A young GP who would like to develop skills towards becoming a GPwSI in headache is advised to contact a local headache clinic (see the BASH website below for a locator map) and ask about training opportunities and the possibility of sitting in on a clinic. You can also join BASH.
Dr David Kernick is a GP with a special interest in headache at the Exeter Headache Clinic at the St Thomas Health Centre
Some useful sites
• www.exeterheadacheclinic.org.uk - Contains support for commissioners, patient information and advice sheets which can be downloaded.
• www.migrainetrust.org- Migraine Trust
• www.migraine.org.uk - Migraine Action Association
Q&A Dr David Kernick, GP with special interest in headache
How did you become a GP with a special interest in headache?
I drifted into an interest in headache on the back of a research grant. I have to admit that at the time headache was rather “heart sink” to me. The PCT had some money left over at the end of the financial year, I helped one or two of their executives who had a problem with migraine and things seem to evolve from there. These days service development is far more planned! What opportunities are there for the development of GPwSI headache services? Invariably headache contains biopsychosocial elements and the GP is well placed to manage this condition. In general, neurologists are not interested in headache and patients referred to secondary care can receive inappropriate investigation and their needs are often not met. Headache is the most common neurological presentation and commissioners will be looking at ways to reduce these referrals. GPs with a special interest can offer better services at reduced costs and also provide educational input for their colleagues who often find headache difficult to manage.
What do you most enjoy about the role?
Although most of what we see is migraine, every case is very different. In many cases you can turn around the lives of people when their problem is having a significant impact upon them and their families. Having 45 minutes to spend with a patient is a real luxury and it makes you realise how much more we could sort out with our own patient’s problems if we had more than the pressurised 10 minutes.
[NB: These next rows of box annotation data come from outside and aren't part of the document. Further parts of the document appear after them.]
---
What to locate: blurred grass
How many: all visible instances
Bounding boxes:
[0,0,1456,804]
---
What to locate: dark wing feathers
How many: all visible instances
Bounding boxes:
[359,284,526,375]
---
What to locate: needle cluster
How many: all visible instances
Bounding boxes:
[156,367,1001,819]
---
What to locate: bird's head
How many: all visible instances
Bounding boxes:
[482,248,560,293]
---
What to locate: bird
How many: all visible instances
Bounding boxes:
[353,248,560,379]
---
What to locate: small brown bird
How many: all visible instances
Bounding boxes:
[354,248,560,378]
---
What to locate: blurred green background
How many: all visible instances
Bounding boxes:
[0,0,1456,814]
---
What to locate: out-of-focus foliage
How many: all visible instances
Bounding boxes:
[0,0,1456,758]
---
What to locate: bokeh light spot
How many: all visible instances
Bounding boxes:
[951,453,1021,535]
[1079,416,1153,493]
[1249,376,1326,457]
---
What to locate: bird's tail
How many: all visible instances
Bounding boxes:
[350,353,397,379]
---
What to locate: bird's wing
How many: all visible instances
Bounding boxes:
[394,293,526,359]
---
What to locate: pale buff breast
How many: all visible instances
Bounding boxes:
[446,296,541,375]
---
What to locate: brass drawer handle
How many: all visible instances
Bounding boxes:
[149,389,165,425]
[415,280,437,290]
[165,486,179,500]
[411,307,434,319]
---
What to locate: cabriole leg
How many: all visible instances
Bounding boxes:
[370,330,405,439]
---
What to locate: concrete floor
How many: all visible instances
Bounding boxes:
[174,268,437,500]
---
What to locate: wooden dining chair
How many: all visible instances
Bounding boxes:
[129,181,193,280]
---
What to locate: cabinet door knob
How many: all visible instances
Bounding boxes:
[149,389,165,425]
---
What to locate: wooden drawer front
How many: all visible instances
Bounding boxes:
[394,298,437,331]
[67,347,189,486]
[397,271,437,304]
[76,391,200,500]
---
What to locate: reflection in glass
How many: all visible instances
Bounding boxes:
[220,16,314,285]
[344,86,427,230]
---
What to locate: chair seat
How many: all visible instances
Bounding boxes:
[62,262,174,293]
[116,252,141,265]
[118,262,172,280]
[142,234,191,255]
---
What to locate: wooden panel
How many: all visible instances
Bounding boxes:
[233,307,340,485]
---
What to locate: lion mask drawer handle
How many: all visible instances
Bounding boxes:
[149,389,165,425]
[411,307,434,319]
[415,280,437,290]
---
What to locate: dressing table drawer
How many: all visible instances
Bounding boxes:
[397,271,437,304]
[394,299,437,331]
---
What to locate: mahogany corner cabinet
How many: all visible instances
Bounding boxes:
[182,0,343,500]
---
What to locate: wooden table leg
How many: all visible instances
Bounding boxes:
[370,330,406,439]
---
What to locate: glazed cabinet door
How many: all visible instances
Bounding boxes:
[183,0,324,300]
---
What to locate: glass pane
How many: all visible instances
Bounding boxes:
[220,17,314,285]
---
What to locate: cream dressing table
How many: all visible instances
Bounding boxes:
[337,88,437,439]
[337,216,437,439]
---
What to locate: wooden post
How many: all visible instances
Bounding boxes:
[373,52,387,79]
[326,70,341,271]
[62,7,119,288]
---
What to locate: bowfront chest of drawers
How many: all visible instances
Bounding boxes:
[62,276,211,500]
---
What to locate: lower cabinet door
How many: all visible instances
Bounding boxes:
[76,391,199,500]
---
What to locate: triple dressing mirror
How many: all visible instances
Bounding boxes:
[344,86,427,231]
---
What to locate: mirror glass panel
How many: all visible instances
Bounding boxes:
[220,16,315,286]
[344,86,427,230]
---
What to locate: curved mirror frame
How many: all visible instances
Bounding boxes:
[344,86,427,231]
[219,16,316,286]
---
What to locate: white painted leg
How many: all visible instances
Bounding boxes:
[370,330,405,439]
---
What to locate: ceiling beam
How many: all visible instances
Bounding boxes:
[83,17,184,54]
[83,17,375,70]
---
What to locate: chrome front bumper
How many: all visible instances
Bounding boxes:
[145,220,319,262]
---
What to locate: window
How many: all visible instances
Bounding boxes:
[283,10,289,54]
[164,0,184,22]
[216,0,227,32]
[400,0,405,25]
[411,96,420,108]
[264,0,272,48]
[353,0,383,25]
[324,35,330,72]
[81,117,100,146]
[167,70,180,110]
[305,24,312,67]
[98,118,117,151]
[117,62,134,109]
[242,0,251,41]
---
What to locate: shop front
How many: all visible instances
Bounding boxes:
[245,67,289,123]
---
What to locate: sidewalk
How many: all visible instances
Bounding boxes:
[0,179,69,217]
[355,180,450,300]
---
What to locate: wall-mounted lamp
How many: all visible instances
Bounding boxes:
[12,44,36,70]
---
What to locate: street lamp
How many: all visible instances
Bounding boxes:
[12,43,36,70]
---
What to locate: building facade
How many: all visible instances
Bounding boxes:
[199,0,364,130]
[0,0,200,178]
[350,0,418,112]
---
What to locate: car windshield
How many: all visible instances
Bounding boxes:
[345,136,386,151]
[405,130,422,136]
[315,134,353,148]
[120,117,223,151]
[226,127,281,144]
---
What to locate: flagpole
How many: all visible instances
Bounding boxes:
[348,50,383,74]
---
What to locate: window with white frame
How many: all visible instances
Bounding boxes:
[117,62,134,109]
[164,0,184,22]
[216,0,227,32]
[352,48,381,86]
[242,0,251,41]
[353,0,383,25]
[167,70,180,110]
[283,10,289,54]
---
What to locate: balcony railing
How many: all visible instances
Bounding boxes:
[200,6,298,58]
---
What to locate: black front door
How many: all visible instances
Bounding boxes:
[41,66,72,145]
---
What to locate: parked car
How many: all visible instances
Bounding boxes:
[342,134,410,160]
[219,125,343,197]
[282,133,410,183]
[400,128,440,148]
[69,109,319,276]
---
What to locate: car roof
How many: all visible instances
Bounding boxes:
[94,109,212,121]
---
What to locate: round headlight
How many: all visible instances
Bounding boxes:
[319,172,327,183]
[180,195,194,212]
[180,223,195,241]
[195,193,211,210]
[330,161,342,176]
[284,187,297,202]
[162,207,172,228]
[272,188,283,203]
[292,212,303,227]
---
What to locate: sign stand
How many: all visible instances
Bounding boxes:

What do you find most challenging about the job?
Overlooking a serious secondary pathology is always a cause for concern. Sooner or later a coincidental brain tumour will present. All one can do is to follow established guidelines and have a documented conversation with the patient about the pros and cons of imaging. Our imaging rates are very low and in most cases a scan is unnecessary.
Do you need a background in neurology to develop an interest in this area?
Although a basic knowledge of neurology is important, particularly for excluding secondary pathologies, this is no more than a competent GP would be expected to know. In 95 per cent of headache presentations, the underlying pathophysiology is not known and the focus is on clinical pattern recognition and not the nuances of neuroanatomy. Clinical experience is probably the most important attribute.